Full parser tutorial
From Gallium
You can use Camlp4 as a complete parser (not a syntax extension). This means you will not start from some variant of OCaml but rather parse a completely new language. The backend will still be OCaml code and the OCaml compiler though. This can be used to quickly build a DSL compiler on top of ocamlc.
As an example, we will make a compiler for a very simple language consisting of strings, variables and print statements:
def name = "world" print "hello", name
This program will print the message "hello world".
Contents |
Preliminaries
AST
First, we define an AST for this language:
type 'loc expr = Var of string * 'loc | String of string * 'loc ;; type 'loc stmt = Def of string * 'loc expr * 'loc | Print of 'loc expr list * 'loc ;;
An expression is either a variable reference or a string; a statement is either a variable definition or a print of some expressions. We want to associate a source location with every AST node; however we want to abstract over the concrete type of location that is used. We therefore declare loc
as a type parameter for the type constructors expr
and stmt
.
Translation
We then define how such an AST is translated into an OCaml AST. The quotations we will use for this implicitly expect an Ast
module with OCaml AST types. For now, we will work with the version inside the PreCast
module:
open Camlp4.PreCast ;;
The translation is very straightforward. We translate an expression into an OCaml expression, and we translate a statement into an OCaml structure item; we also define an auxiliary function to produce a string expression that concatenates a list of string expressions, interspersed with spaces:
let expr_of_expr = function | Var (v,_loc) -> <:expr< $lid:v$ >> | String (s,_loc) -> <:expr< $str:s$ >> ;;
let concat_exprs _loc = function | [] -> failwith "concat_exprs" | e::es -> List.fold_left (fun e e' -> <:expr< $e$ ^ " " ^ $e'$ >>) e es ;;
let str_item_of_stmt = function | Def (v,e,_loc) -> <:str_item< let $lid:v$ = $expr_of_expr e$ ;; >> | Print (es,_loc) -> let es = List.map expr_of_expr es in <:str_item< print_endline $concat_exprs _loc es$ ;; >> ;;
Notice that the locations stored in the AST nodes are captured using the name _loc
, which is the location used implicitly for the quotations. As such, the resulting OCaml AST nodes can be associated to the source location that caused it.
Parser
Next, we also define a grammar that can be used to parse our minimal language and produce an AST. We define two entry points (expr
and stmt
) and we extend these enty points with a rule for each possible case.

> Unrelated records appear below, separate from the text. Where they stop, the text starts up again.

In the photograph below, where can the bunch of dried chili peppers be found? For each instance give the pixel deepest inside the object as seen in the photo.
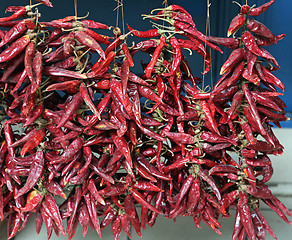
(106, 139)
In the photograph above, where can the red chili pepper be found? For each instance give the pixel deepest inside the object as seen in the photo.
(214, 138)
(259, 10)
(147, 34)
(98, 37)
(127, 54)
(22, 11)
(126, 225)
(255, 113)
(140, 199)
(14, 49)
(235, 57)
(34, 198)
(46, 2)
(36, 171)
(94, 24)
(232, 43)
(270, 78)
(204, 175)
(54, 188)
(245, 215)
(28, 57)
(90, 42)
(92, 213)
(209, 117)
(236, 23)
(250, 43)
(196, 34)
(265, 223)
(262, 41)
(33, 142)
(60, 72)
(176, 58)
(260, 29)
(100, 65)
(130, 210)
(155, 57)
(150, 168)
(70, 151)
(93, 190)
(52, 209)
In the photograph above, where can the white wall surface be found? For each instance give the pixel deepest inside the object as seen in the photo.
(184, 228)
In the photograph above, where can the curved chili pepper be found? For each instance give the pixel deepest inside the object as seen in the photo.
(245, 215)
(232, 43)
(94, 24)
(130, 210)
(250, 43)
(259, 29)
(147, 34)
(60, 72)
(36, 171)
(209, 117)
(155, 57)
(33, 142)
(90, 42)
(259, 10)
(14, 49)
(34, 198)
(176, 58)
(235, 57)
(197, 34)
(236, 23)
(140, 199)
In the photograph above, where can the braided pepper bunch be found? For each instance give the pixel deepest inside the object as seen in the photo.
(107, 139)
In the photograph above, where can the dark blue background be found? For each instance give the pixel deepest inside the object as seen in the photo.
(278, 18)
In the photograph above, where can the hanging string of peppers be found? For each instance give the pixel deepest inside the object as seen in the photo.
(106, 139)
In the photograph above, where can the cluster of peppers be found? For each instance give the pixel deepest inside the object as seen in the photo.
(107, 140)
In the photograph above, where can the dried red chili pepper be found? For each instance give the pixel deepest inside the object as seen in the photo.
(236, 23)
(36, 171)
(259, 10)
(155, 57)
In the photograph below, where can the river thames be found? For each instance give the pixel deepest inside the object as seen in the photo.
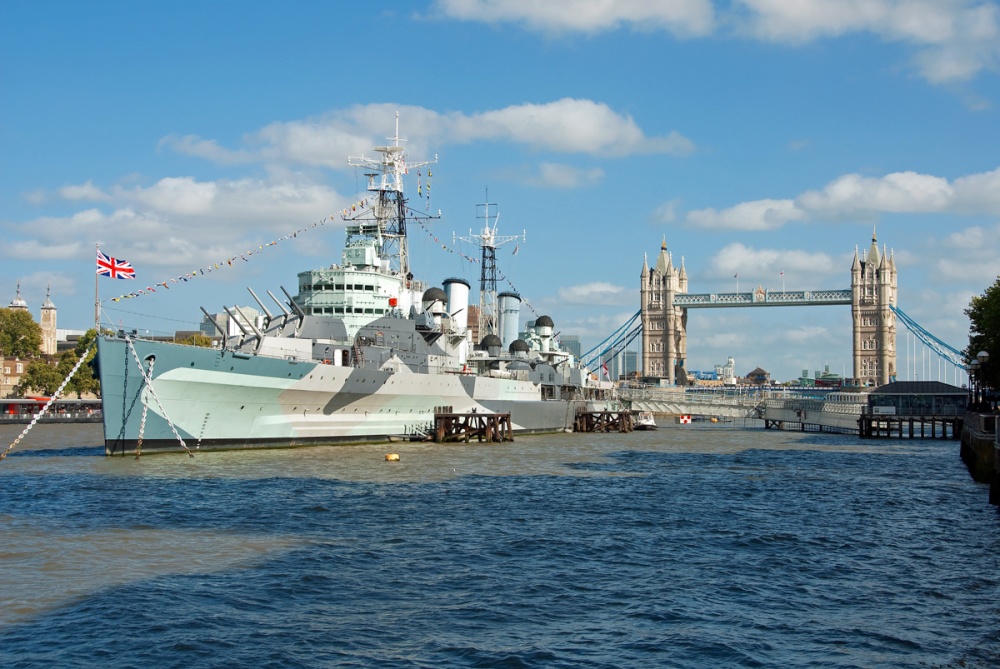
(691, 546)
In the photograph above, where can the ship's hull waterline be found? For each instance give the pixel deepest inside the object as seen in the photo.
(219, 400)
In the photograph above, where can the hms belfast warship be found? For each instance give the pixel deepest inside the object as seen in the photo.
(362, 353)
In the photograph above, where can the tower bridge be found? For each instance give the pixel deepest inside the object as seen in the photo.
(665, 302)
(763, 298)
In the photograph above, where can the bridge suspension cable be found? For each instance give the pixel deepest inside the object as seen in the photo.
(614, 344)
(945, 351)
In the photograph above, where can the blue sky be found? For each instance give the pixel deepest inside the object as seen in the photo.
(755, 136)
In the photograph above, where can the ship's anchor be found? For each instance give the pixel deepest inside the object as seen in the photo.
(147, 376)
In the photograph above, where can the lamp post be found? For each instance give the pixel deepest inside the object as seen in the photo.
(975, 384)
(969, 370)
(982, 357)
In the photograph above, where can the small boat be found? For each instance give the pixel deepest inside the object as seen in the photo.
(644, 421)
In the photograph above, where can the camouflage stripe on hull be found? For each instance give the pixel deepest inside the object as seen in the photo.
(226, 400)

let expr = Gram.Entry.mk "expr" ;; let stmt = Gram.Entry.mk "stmt" ;;
EXTEND Gram expr: [ [ v = LIDENT -> Var (v,_loc) | s = STRING -> String (s,_loc) ] ]; stmt: [ [ "def"; v = LIDENT; "="; e = expr -> Def (v,e,_loc) | "print"; es = LIST1 expr SEP "," -> Print (es,_loc) ] ]; END ;;
We then have to integrate these elements. The grammar should be used to parse the input; the resulting AST should be translated to an OCaml AST and this OCaml AST should be outputted.
There are three ways of doing this integration:
Flushing the initial grammar but keeping the rule structure and names
If we keep the rule structure, we can use the camlp4 program as a driver. However, we have to override the OCaml grammar at an appropriate point to install an entirely different language. To find this point, we will do some inspection of the grammar from the toplevel of the main entry points: for an implementation (.ml file) this is Syntax.implem
, for an interface (.mli file) this is Syntax.interf
, and for code entered at the toplevel, this is Syntax.top_phrase
. Interfaces are beyond the scope of this tutorial, so we will focus on the other two:
$ ocaml camlp4o.cma # open Camlp4.PreCast ;; # Gram.Entry.print Format.std_formatter Syntax.implem ;; implem: [ LEFTA [ "#"; a_LIDENT; opt_expr; semi | EOI | str_item; semi; SELF ] ] - : unit = () # Gram.Entry.print Format.std_formatter Syntax.top_phrase ;; top_phrase: [ LEFTA [ EOI | phrase ] ] - : unit = () # Gram.Entry.print Format.std_formatter Syntax.phrase ;; phrase: [ LEFTA [ "#"; a_LIDENT; opt_expr; semi | str_item; semi ] ] - : unit = () # Gram.Entry.print Format.std_formatter Syntax.str_item ;; str_item: [ "top" LEFTA [ "let"; "module"; a_UIDENT; module_binding0; "in"; expr | "let"; opt_rec; binding; "in"; expr | "let"; opt_rec; binding ...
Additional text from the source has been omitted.